Last week the Supreme Court decided the case of Heien v. North Carolina. In an 8-1 decision, the Court decided that even though an officer stopped a driver for conduct that was later decided NOT to be illegal, that the officer’s objectively reasonable belief that the conduct was illegal saved the stop from violating the Fourth Amendment. Surprisingly, some of the justices that can usually be counted on to protect the privacy rights of Americans, namely Justices Scalia (yes he is one of the better ones on Fourth Amendment issues), Ginsburg, Kagan, and, frequently Kennedy, failed to do so in this case. Only Justice Sotomayor dissented from the decision in Heien.
The Heien case dealt with what I will call the two versus three brake light issue. Many states enacted laws requiring two brake lights on cars and also laws requiring all equipment on a car to be working. The two brake light laws were enacted at a time when cars only had two brake lights. Since the enactment of these laws, many cars have been made with three brake lights.

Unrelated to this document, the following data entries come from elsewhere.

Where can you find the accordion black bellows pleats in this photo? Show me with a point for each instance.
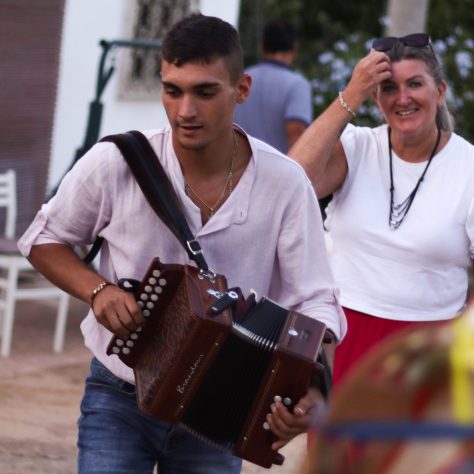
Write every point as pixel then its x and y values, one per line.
pixel 217 374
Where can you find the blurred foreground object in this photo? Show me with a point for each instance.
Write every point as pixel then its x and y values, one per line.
pixel 407 407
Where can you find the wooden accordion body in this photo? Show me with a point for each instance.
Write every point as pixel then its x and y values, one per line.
pixel 214 374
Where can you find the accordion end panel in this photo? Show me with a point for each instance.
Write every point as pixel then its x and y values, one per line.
pixel 179 341
pixel 292 367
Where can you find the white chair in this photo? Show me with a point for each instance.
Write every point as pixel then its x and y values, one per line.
pixel 14 267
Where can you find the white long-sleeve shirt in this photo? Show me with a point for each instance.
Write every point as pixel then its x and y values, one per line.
pixel 267 235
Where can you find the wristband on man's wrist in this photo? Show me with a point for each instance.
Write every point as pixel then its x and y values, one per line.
pixel 345 105
pixel 98 289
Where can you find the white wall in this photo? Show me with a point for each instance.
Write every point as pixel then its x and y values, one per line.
pixel 86 22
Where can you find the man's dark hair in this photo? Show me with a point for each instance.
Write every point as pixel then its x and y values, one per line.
pixel 278 36
pixel 200 38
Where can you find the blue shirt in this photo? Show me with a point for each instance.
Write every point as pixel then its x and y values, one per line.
pixel 278 94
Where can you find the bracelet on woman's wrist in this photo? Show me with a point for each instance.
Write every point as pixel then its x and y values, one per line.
pixel 345 105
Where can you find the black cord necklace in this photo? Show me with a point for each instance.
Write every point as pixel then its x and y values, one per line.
pixel 399 211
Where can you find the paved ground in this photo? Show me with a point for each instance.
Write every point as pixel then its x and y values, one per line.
pixel 40 393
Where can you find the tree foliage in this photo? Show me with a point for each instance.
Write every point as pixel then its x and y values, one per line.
pixel 335 34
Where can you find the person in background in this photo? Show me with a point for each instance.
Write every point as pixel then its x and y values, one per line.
pixel 402 216
pixel 224 181
pixel 279 107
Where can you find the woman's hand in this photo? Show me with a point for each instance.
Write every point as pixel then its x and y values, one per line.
pixel 368 73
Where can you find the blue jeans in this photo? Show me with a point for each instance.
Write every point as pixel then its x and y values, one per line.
pixel 116 437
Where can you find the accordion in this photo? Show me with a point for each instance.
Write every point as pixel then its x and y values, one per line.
pixel 212 362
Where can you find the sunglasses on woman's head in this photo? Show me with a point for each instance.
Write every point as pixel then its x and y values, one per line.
pixel 416 40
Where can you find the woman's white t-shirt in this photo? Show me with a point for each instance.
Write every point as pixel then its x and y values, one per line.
pixel 417 272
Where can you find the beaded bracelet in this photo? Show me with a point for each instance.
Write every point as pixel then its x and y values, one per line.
pixel 345 105
pixel 98 289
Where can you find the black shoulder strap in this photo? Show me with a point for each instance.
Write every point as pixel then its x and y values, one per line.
pixel 153 181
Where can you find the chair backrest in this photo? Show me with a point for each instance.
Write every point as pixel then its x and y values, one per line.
pixel 8 201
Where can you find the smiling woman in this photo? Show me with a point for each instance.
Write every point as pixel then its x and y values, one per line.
pixel 402 216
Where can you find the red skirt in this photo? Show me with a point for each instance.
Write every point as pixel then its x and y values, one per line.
pixel 363 333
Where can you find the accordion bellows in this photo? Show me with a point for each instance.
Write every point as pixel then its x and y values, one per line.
pixel 216 375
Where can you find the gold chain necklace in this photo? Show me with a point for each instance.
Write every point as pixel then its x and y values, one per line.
pixel 227 184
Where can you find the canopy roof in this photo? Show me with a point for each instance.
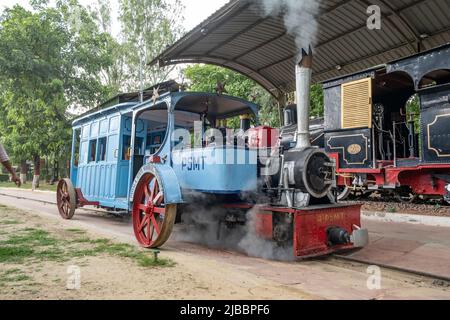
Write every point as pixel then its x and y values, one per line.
pixel 240 36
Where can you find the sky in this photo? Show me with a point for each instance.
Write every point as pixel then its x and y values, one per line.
pixel 195 10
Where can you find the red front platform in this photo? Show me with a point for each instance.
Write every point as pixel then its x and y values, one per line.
pixel 311 225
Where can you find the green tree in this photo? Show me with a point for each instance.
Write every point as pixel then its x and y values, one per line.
pixel 51 59
pixel 148 27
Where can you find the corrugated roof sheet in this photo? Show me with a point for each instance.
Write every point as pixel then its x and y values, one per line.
pixel 240 36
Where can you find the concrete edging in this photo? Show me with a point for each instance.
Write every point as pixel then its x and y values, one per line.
pixel 433 221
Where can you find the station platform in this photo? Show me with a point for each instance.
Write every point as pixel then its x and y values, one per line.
pixel 416 247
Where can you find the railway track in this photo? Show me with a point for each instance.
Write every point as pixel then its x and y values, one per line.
pixel 338 257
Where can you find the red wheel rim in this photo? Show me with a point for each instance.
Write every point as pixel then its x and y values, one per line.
pixel 149 211
pixel 66 199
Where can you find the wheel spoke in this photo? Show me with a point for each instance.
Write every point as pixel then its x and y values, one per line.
pixel 155 226
pixel 142 207
pixel 147 190
pixel 154 189
pixel 159 210
pixel 144 222
pixel 158 199
pixel 149 236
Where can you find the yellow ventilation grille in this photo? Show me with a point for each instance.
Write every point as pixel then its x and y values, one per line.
pixel 357 104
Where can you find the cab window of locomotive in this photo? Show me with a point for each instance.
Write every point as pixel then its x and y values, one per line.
pixel 126 147
pixel 102 149
pixel 186 120
pixel 156 121
pixel 77 142
pixel 413 114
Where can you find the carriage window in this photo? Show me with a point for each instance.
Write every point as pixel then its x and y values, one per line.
pixel 77 142
pixel 92 150
pixel 102 149
pixel 126 149
pixel 126 154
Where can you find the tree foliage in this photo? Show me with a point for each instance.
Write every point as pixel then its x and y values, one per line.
pixel 148 27
pixel 50 59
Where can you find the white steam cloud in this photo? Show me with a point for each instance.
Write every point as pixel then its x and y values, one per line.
pixel 300 19
pixel 201 226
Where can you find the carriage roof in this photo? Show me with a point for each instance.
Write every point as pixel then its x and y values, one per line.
pixel 219 106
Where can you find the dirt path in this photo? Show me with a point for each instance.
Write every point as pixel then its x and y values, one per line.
pixel 199 273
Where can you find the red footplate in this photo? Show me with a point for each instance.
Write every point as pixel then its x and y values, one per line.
pixel 311 225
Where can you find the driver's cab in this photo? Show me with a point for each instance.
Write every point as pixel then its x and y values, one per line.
pixel 199 135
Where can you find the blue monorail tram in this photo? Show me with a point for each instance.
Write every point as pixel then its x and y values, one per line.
pixel 153 158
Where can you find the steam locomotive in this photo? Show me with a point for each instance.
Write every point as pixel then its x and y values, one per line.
pixel 378 142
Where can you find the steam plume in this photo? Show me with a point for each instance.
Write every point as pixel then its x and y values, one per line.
pixel 299 19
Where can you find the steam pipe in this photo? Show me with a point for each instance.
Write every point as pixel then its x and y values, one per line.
pixel 303 76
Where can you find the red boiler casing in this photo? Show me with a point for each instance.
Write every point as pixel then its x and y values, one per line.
pixel 263 137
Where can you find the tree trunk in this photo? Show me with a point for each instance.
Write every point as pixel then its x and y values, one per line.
pixel 23 171
pixel 37 172
pixel 55 171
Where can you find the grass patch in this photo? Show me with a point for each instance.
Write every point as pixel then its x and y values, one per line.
pixel 10 222
pixel 30 245
pixel 31 237
pixel 14 254
pixel 76 231
pixel 13 276
pixel 391 209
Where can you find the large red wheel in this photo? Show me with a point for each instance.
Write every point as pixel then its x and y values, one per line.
pixel 66 199
pixel 153 220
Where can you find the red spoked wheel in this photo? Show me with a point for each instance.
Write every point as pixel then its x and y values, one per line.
pixel 66 199
pixel 153 220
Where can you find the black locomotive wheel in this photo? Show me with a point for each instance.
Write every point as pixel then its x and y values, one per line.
pixel 66 199
pixel 344 193
pixel 403 197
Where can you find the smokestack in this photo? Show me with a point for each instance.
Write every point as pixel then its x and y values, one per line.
pixel 303 72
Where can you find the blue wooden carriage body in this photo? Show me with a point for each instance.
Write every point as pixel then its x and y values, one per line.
pixel 113 147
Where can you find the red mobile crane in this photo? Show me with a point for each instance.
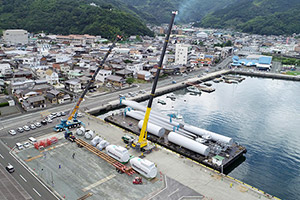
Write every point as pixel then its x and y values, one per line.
pixel 71 121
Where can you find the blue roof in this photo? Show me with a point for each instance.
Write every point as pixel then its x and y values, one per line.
pixel 235 58
pixel 265 60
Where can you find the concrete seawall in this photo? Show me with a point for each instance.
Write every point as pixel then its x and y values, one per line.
pixel 160 91
pixel 173 87
pixel 267 75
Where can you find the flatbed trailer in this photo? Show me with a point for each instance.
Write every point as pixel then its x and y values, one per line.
pixel 121 168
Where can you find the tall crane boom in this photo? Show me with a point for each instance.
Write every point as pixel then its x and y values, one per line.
pixel 75 109
pixel 142 141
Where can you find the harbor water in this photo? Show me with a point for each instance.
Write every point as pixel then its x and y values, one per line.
pixel 261 114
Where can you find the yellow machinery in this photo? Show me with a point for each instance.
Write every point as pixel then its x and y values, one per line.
pixel 142 143
pixel 72 121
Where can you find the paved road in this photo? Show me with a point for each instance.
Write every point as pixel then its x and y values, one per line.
pixel 34 188
pixel 32 185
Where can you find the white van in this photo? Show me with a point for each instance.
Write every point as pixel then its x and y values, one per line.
pixel 32 140
pixel 19 146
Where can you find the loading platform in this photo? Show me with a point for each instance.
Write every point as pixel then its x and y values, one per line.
pixel 234 155
pixel 121 168
pixel 202 87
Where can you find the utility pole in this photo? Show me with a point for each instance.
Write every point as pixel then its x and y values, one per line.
pixel 142 141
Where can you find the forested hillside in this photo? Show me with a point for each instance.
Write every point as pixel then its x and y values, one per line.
pixel 68 16
pixel 158 11
pixel 258 16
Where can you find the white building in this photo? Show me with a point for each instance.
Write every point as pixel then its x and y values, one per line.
pixel 102 75
pixel 5 69
pixel 181 54
pixel 15 36
pixel 202 35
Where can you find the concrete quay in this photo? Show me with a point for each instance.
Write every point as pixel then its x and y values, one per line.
pixel 266 75
pixel 159 91
pixel 178 177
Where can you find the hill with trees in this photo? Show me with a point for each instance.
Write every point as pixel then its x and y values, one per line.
pixel 69 17
pixel 264 17
pixel 159 11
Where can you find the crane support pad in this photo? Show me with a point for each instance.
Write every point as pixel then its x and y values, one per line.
pixel 119 166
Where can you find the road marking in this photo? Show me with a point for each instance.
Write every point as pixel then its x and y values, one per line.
pixel 32 173
pixel 36 192
pixel 23 178
pixel 173 192
pixel 98 183
pixel 35 157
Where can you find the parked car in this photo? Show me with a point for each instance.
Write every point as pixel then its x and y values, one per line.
pixel 12 132
pixel 10 168
pixel 19 146
pixel 32 126
pixel 51 116
pixel 20 130
pixel 32 140
pixel 26 144
pixel 26 128
pixel 37 124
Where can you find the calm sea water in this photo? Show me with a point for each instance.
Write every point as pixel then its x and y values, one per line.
pixel 261 114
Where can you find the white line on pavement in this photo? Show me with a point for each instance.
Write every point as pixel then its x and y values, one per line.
pixel 173 192
pixel 36 192
pixel 31 172
pixel 23 178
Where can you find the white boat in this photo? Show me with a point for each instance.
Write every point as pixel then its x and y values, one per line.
pixel 193 89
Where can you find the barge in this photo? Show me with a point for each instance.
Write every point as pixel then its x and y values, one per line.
pixel 221 157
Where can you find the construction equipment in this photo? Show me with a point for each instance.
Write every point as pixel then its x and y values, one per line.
pixel 72 121
pixel 119 166
pixel 142 143
pixel 137 180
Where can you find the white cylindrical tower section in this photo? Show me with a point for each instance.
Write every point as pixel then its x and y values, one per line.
pixel 96 140
pixel 188 143
pixel 214 136
pixel 153 129
pixel 89 135
pixel 80 131
pixel 117 152
pixel 144 167
pixel 102 144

As is not uncommon, in many states the law has lagged behind technology. In those states, there has been a legitimate debate about whether a car with three brake lights, and one out, was in violation of the law.
In Heien, the officer stopped a car with three brake lights, and one out. Drugs were found in the car, which is why Heien challenged the stop. The trial court denied his motion to suppress and Heien appealed. Subsequently, the North Carolina Court of Appeals held that two working brake lights were all that was required and reversed. (Maryland requires three). The North Carolina Supreme Court reversed and upheld the conviction, even though the State did not challenge the intermediate court’s ruling on the brake light law. So Heien appealed to the Supreme Court.
One might have thought that when the North Carolina intermediate appellate court ruled that Heine’s vehicle was not in violation of North Carolina law, and that the ruling was not challenged, that it’s conclusion that the stop was illegal would have been upheld, even though the quesstion was debatable at the time the officer stopped Heien. However, the Supreme Court ultimately held that because the officer’s belief that Heien’s vehicle was violating North Carolina law although wrong was objectively reasonable, the stop did not violate the Fourth Amendment. It is important to note that the Court did not say in Heien, as it has said in some cases, that although the officer violated the Fourth Amendment that the exclusionary rule should not apply where a statute or court decision requires the officer to act in a way that is later held to violate the Fourth Amendment. In Heien, the Court held that the officer’s stop did not violate the Fourth Amendment.
The decision is troubling for a number of reasons. One is that frequently high court decisions get watered down or misunderstood by officers, prosecutors, and lower courts resulting in an overall diminution of our Fourth Amendment freedoms, and hence an increase in the number of times drivers observably violating no law will be stopped and detained by police, and the stops will later be upheld by courts. In the past, an officer could not rely on unsettled legal issues to avoid the application of the exclusionary rule to a search and/or seizure. As Justice Sotomayor points out, there is not really any support in prior cases for rewarding an officer’s mistake of law. And there is little incentive for courts to resolve questions of law if they only need to decide if the officer’s belief that the law was violated was “objectively reasonable.”